Ich muss mit Avelin reden. Ich muss wissen, warum ich so an ihr hänge, obwohl sie mich belogen hatte. Diese Tatsache sollte mir eigentlich dabei helfen, sie zu vergessen. Aber ich habe sie trotzdem noch als den Engel im Kopf, welcher mit Sehnsucht auf mich herab sah.
"Ich muss mit Avelin reden." platzt es aus mir heraus. Mein Blick setzt sich in Kathrins Augen fest, welche perplex aufreißen.
"Du musst was..?" fragt diese und ich sehe, wie es ihr die Stimme verschlagen hat. Angst hat sich in ihren Augen versteckt und sie holt tief Luft. "Warum?" fragt sie.
"Ich muss mit ihr abschließen." antworte ich. Ja, das muss ich, aber will ich das überhaupt?
"Oh Adam.." setzt sie an und lässt sich auf die Couch plumpsen. "Das wird nicht gut ausgehen." ihre Hand an ihrer Stirn, starrt sie auf ihre Füße und selbst ihr Körper spiegelt die Angst wider.
"Mag sein." erwidere ich und setze mich neben sie. Ich kann vollkommen verstehen, weshalb sie so große Angst hat. Angst, dass ich bei Avelin bleibe. Doch bei ihr bleiben kann ich nicht, ich werde Vater und Kathrin braucht momentan meine ganze Aufmerksamkeit, welche ich ihr nur geben kann, wenn ich endlich mit Avelin abgeschlossen habe.
"Hör zu, Kathrin. Ich möchte endlich mit Avelin abschließen. Ich möchte nicht ständig an sie denken, sondern an unser Baby und unsere kleine Familie."
Ein kleines Lächeln breitet sich auf ihrem Gesicht aus. "Wirklich?" fragt sie. Ich nicke und nehme dabei ihre Hand in meine. "Ja, wirklich."

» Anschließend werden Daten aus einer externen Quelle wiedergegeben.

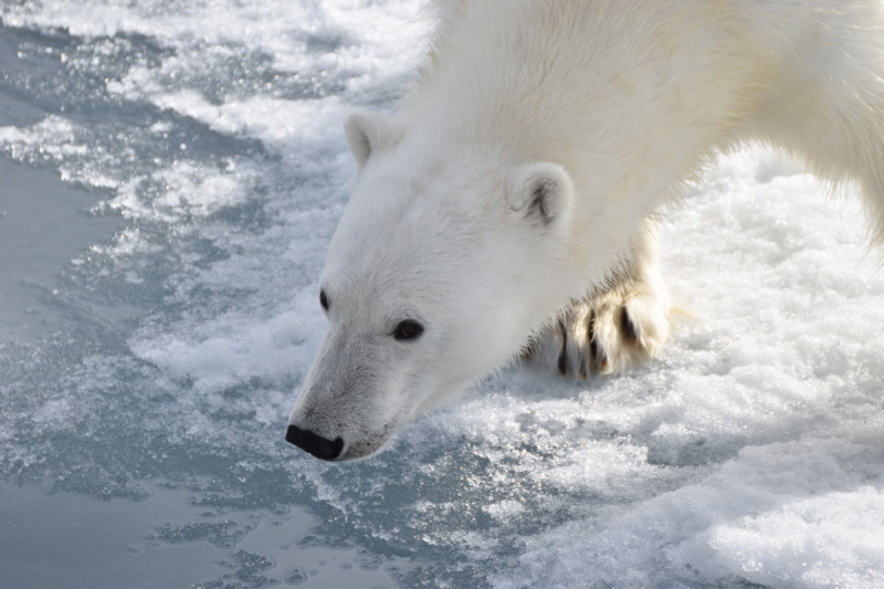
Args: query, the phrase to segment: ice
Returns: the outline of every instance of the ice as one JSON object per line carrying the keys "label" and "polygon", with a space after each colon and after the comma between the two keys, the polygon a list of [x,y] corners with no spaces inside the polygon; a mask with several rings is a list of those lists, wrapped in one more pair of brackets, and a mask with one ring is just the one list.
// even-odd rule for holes
{"label": "ice", "polygon": [[360,463],[285,444],[340,124],[396,107],[421,7],[0,7],[0,578],[884,586],[880,254],[855,187],[760,146],[664,211],[683,313],[659,360],[504,369]]}

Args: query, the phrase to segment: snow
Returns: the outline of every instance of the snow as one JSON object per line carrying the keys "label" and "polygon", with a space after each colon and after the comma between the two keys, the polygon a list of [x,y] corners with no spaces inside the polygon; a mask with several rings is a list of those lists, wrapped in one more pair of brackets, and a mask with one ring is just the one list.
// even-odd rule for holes
{"label": "snow", "polygon": [[[76,203],[45,230],[64,246],[0,282],[15,295],[0,315],[0,511],[21,505],[15,485],[53,492],[25,493],[28,543],[0,533],[0,576],[40,587],[43,564],[74,567],[53,556],[73,539],[45,554],[40,539],[77,509],[106,555],[80,561],[140,559],[129,587],[158,561],[194,587],[344,586],[372,566],[371,582],[400,587],[884,586],[878,253],[855,188],[831,193],[759,146],[665,211],[684,313],[662,358],[586,383],[505,369],[361,463],[283,442],[354,171],[340,124],[394,108],[420,9],[0,8],[0,155],[19,178],[0,187],[0,231],[50,192]],[[50,172],[55,188],[20,188]],[[170,535],[203,528],[228,539]],[[329,555],[350,568],[318,564]]]}

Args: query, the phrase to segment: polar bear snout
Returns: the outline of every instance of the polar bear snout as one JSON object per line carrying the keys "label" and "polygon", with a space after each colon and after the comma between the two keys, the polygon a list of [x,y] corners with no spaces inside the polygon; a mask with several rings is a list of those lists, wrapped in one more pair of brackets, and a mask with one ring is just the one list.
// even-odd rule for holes
{"label": "polar bear snout", "polygon": [[285,441],[313,454],[317,459],[328,461],[340,456],[340,451],[344,450],[343,439],[326,440],[322,435],[316,435],[309,430],[302,430],[297,425],[288,425],[288,430],[285,432]]}

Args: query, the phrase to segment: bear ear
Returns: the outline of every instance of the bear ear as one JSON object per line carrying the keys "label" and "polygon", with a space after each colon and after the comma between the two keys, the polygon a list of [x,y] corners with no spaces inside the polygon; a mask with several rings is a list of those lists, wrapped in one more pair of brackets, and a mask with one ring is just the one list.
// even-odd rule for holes
{"label": "bear ear", "polygon": [[389,118],[361,109],[350,113],[344,122],[344,134],[359,168],[371,154],[394,146],[401,135]]}
{"label": "bear ear", "polygon": [[525,219],[549,227],[570,208],[571,177],[556,164],[532,164],[518,170],[507,190],[509,208]]}

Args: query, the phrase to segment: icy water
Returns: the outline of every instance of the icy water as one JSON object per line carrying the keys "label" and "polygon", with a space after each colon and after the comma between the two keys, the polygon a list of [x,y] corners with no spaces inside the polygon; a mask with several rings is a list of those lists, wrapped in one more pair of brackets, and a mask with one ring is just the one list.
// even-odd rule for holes
{"label": "icy water", "polygon": [[661,359],[514,367],[325,464],[283,434],[340,124],[394,108],[420,2],[0,6],[4,589],[884,587],[884,277],[854,199],[723,158],[667,212],[694,318]]}

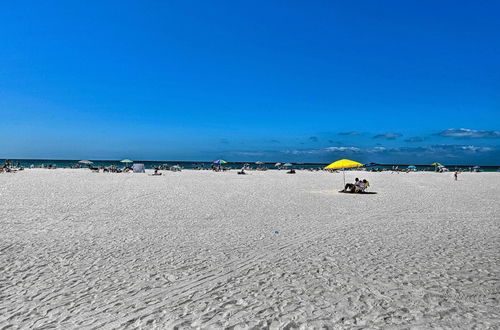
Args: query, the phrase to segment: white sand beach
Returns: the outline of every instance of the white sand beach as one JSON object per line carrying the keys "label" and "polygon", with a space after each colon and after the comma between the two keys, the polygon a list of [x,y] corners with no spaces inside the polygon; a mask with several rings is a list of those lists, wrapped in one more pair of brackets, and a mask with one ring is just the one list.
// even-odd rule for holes
{"label": "white sand beach", "polygon": [[0,174],[0,329],[498,329],[500,175]]}

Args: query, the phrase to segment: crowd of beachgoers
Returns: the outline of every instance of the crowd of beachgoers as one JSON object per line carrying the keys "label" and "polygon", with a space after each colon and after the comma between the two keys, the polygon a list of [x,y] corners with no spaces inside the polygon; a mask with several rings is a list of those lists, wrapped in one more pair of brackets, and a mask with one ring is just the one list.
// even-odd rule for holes
{"label": "crowd of beachgoers", "polygon": [[[34,168],[43,168],[43,169],[57,169],[57,168],[69,168],[69,169],[90,169],[93,172],[102,172],[102,173],[127,173],[133,172],[134,164],[141,165],[144,169],[151,169],[154,171],[155,175],[160,175],[160,171],[172,171],[172,172],[180,172],[182,170],[198,170],[198,171],[214,171],[214,172],[227,172],[227,171],[235,171],[237,170],[238,174],[246,174],[247,171],[268,171],[268,170],[284,170],[288,174],[296,173],[296,170],[299,171],[326,171],[326,172],[338,172],[339,169],[326,169],[323,165],[318,166],[303,166],[302,164],[291,164],[291,163],[276,163],[273,166],[264,166],[263,162],[257,163],[212,163],[207,165],[207,163],[193,163],[189,167],[180,165],[180,164],[158,164],[158,165],[150,165],[149,168],[144,166],[142,163],[125,163],[122,166],[117,166],[115,164],[111,165],[94,165],[91,161],[84,161],[84,163],[74,163],[68,164],[67,166],[58,166],[57,164],[30,164],[29,166],[23,166],[19,161],[9,161],[5,160],[2,165],[0,165],[0,173],[2,172],[10,172],[15,173],[17,171],[22,171],[24,169],[34,169]],[[413,165],[372,165],[374,163],[370,163],[364,165],[362,167],[357,167],[355,170],[369,171],[369,172],[394,172],[394,173],[409,173],[409,172],[449,172],[450,169],[453,172],[482,172],[483,169],[479,166],[451,166],[450,169],[445,166],[439,164],[437,166],[430,165],[428,167],[419,166],[418,168]],[[346,169],[350,170],[350,169]]]}

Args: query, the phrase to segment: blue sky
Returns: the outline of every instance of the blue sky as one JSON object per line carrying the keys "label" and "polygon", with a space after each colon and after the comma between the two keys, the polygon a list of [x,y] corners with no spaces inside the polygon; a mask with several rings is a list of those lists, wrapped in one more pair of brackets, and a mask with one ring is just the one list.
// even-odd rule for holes
{"label": "blue sky", "polygon": [[0,3],[0,157],[500,164],[498,1]]}

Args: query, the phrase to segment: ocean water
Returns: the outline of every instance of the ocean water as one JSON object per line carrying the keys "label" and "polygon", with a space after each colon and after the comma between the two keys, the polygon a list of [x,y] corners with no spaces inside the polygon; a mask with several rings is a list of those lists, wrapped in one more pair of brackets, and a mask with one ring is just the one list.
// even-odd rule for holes
{"label": "ocean water", "polygon": [[[69,168],[78,165],[78,160],[74,159],[9,159],[11,163],[19,164],[22,167],[30,167],[33,165],[34,167],[44,167],[44,166],[56,166],[57,168]],[[93,166],[110,166],[115,165],[118,168],[124,167],[124,164],[119,160],[92,160],[94,162]],[[4,159],[0,159],[0,164],[5,162]],[[203,167],[205,169],[210,169],[213,165],[212,162],[207,161],[161,161],[161,160],[138,160],[136,163],[144,164],[147,169],[153,168],[153,166],[161,166],[166,164],[168,166],[179,165],[184,169],[193,169],[195,167]],[[244,164],[250,164],[251,168],[256,167],[265,167],[270,170],[275,170],[276,166],[274,162],[264,163],[261,165],[257,165],[255,163],[250,162],[229,162],[224,164],[224,167],[229,167],[232,169],[240,169]],[[79,164],[81,167],[86,167],[83,164]],[[327,166],[328,163],[293,163],[293,168],[295,169],[322,169]],[[392,170],[394,166],[399,166],[400,170],[406,170],[407,164],[383,164],[376,165],[373,167],[369,167],[368,170]],[[432,165],[415,165],[418,171],[434,171],[435,168]],[[472,165],[446,165],[450,171],[453,170],[462,170],[462,171],[470,171],[472,169]],[[481,166],[480,171],[482,172],[498,172],[500,170],[499,166]]]}

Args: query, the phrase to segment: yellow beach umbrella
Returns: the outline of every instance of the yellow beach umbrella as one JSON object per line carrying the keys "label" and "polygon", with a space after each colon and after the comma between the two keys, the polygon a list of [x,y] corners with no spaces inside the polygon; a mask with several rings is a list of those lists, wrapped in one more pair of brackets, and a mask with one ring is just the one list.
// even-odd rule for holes
{"label": "yellow beach umbrella", "polygon": [[361,167],[363,164],[355,162],[350,159],[341,159],[337,160],[336,162],[331,163],[327,167],[325,167],[326,170],[335,170],[335,169],[342,169],[342,173],[344,174],[344,187],[345,187],[345,169],[346,168],[353,168],[353,167]]}

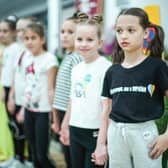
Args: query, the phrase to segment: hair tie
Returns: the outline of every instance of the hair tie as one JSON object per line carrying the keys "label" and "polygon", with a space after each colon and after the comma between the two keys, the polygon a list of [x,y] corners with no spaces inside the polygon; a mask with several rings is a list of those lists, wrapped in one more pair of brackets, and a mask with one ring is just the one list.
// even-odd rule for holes
{"label": "hair tie", "polygon": [[150,50],[148,48],[149,43],[155,38],[155,34],[156,34],[156,29],[154,27],[149,27],[148,31],[149,31],[148,37],[144,39],[144,44],[143,44],[143,53],[145,55],[150,54]]}

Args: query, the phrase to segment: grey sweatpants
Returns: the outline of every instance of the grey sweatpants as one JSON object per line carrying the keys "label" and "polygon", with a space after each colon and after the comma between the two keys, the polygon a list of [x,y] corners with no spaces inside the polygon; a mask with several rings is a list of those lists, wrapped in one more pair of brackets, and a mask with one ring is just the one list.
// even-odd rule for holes
{"label": "grey sweatpants", "polygon": [[152,160],[148,145],[158,136],[154,121],[117,123],[108,128],[109,168],[162,168],[162,157]]}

Diese Frau braucht mich hier und jetzt. Avelin hat momentan kein Platz mehr in meinem Leben.
"Du kommst auch wieder zurück?" fragt sie und sieht mich mit voller Hoffnung an.
Ich schmunzle und drücke ihren Handrücken. "Ja, immerhin braucht mich der Wurm doch noch."
Sie nickt lächelnd und senkt ihren Blick auf unsere Hände. "Nun gut... dann rede mit ihr."